Practice these follow-up questions to demonstrate deep understanding of image captioning systems in interviews.

1. Multi-Use Case Architecture

"Design an image captioning system serving accessibility (95%+ accuracy), social media (engaging captions), and content management (structured metadata). Address different quality requirements, model architectures, and evaluation frameworks for each use case."

2. Cultural Sensitivity & Bias Mitigation

"Build an image captioning system that works across 25+ languages and cultures while avoiding bias against protected groups. Include training data curation, bias detection, cultural context understanding, and ongoing monitoring systems."

3. Real-time vs Batch Processing

"Design a hybrid system handling both real-time captioning (<500ms) for live applications and high-quality batch processing for content libraries. Address model serving, caching strategies, and quality-latency trade-offs."

4. Multi-Domain Specialization

"Handle diverse image types: photographs, charts/graphs, medical images, artwork, memes, and screenshots. Design domain detection, specialized model routing, and unified quality assessment across different visual domains."
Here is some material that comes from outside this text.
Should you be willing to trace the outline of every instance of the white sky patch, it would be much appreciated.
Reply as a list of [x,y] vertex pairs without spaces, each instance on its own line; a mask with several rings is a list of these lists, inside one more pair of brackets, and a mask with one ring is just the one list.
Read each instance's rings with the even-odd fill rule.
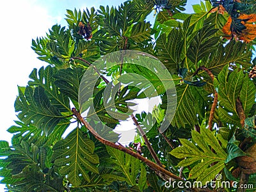
[[0,140],[10,142],[12,135],[6,131],[17,119],[14,101],[17,85],[26,86],[28,75],[34,68],[45,63],[36,59],[31,48],[32,38],[45,36],[47,29],[58,22],[47,9],[39,7],[36,1],[4,1],[1,3]]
5. Accessibility Compliance

"Build image captioning that meets WCAG accessibility standards for screen reader users. Include factual accuracy requirements, spatial relationship descriptions, and integration with assistive technologies while maintaining processing efficiency."

6. Privacy-Preserving Processing

"Design image captioning for privacy-sensitive scenarios (medical images, personal photos). Address on-device processing, federated learning, differential privacy, and secure cloud processing while maintaining caption quality and system scalability."